There’s at least one more of these fucking things, and I desperately hope they all die in a fireball during it.

Guardians of the Galaxy, Vol 3

This is a found family which I love returning to. In contrast to Fast X they’re all supposed to be morons, and they are, except they’re all super-competent in different ways and idiots about how they relate to each other. Here we finally resolve an awful lot of the relationships, hopes and dreams of these characters. They’ve been through a lot, both in the first two volumes of their trilogy, Infinity War / Endgame and odd, sort of pointless Christmas Special. I say pointless, but as it turns out, spending an additional forty minutes with some of these guys, Drax and Mantis in particular has genuinely fleshed out their characters further. At last the story turns to Rocket, injured by Adam Warlock (splendid force-grown golden dude with the brain of a child) and we finally get his much-hinted at backstory.
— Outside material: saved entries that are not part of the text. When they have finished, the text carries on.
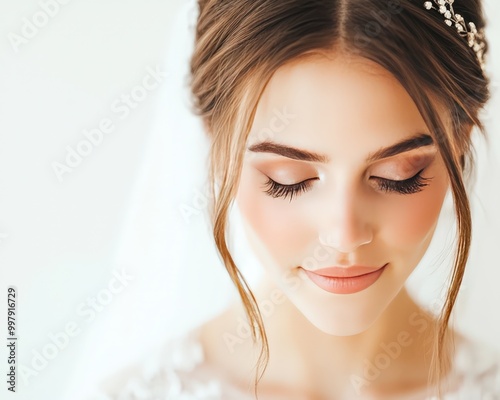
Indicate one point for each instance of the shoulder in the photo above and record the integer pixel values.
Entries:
(477, 369)
(173, 371)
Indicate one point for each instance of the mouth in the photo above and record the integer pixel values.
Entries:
(345, 280)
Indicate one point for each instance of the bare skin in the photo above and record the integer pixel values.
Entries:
(372, 344)
(305, 363)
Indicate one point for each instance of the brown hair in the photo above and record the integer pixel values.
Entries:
(239, 44)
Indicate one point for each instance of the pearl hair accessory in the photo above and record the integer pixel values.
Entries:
(475, 38)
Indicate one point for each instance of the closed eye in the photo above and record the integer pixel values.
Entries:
(275, 189)
(411, 185)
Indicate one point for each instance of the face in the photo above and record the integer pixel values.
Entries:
(340, 171)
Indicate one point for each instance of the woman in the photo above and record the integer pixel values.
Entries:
(337, 128)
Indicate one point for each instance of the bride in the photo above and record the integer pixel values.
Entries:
(336, 129)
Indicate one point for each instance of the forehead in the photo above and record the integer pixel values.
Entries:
(336, 101)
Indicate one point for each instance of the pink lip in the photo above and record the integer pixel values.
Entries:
(340, 280)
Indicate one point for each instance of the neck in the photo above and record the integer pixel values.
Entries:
(388, 354)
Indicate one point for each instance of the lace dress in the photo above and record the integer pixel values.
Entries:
(178, 372)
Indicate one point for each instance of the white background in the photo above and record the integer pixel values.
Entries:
(61, 242)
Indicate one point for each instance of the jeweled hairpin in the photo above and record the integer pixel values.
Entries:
(475, 38)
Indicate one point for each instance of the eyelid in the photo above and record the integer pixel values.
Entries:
(411, 164)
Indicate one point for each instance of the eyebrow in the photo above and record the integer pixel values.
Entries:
(412, 143)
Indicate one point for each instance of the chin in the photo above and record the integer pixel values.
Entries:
(340, 323)
(342, 315)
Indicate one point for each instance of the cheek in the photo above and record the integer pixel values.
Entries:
(410, 221)
(281, 226)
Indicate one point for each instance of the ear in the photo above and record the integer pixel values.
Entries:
(206, 127)
(467, 132)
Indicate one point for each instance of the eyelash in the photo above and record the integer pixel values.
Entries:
(411, 185)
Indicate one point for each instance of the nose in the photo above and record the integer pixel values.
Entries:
(348, 225)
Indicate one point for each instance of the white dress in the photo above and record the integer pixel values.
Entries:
(178, 372)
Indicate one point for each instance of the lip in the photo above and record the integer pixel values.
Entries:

He is indeed a raccoon. In a lot of ways this is a big ad for PETA, because animal vivisection does not come off well here – for parts of it I’d rather watch Watership Down again. The High Evolutionary’s attempts to develop intelligence and accelerate evolution is horrifying, and the story around his fellow animals, Lyla the otter, Teefs the walrus and the rabbit Floor, is absolutely devastating. Most of the film is the rest of the Guardians doing typical Guardian shtick while chasing down the MacGuffin which will let them fix Rocket. Along the way they really do become the heroes they’ve sought to be, despite their Ravager tendencies, rescuing all the High Evolutionary’s test subjects. The film is packed with gorgeous space environments, exciting action scenes, cool new Groot, and more, yet all I truly remember are the perfect character notes and conclusions for each of them. The thing I was most pleased and impressed by was their treatment of Gamora – Quill’s former love interest who died in Endgame, replaced by an earlier version of herself who never met or fell in love with Quill. It’s a wild concept anyway, and you can see why Quill struggles to handle being around someone he loved but has no interest whatsoever in him. And they don’t make her fall in love with him again. That alone is a goddamn victory for Marvel, whose habits in killing off female characters (including Gamora) and not acknowledging their deaths while having a full-cast funeral for Tony Stark has been atrocious. This is a wonderful finale for these characters and I can hardly wait to watch it again.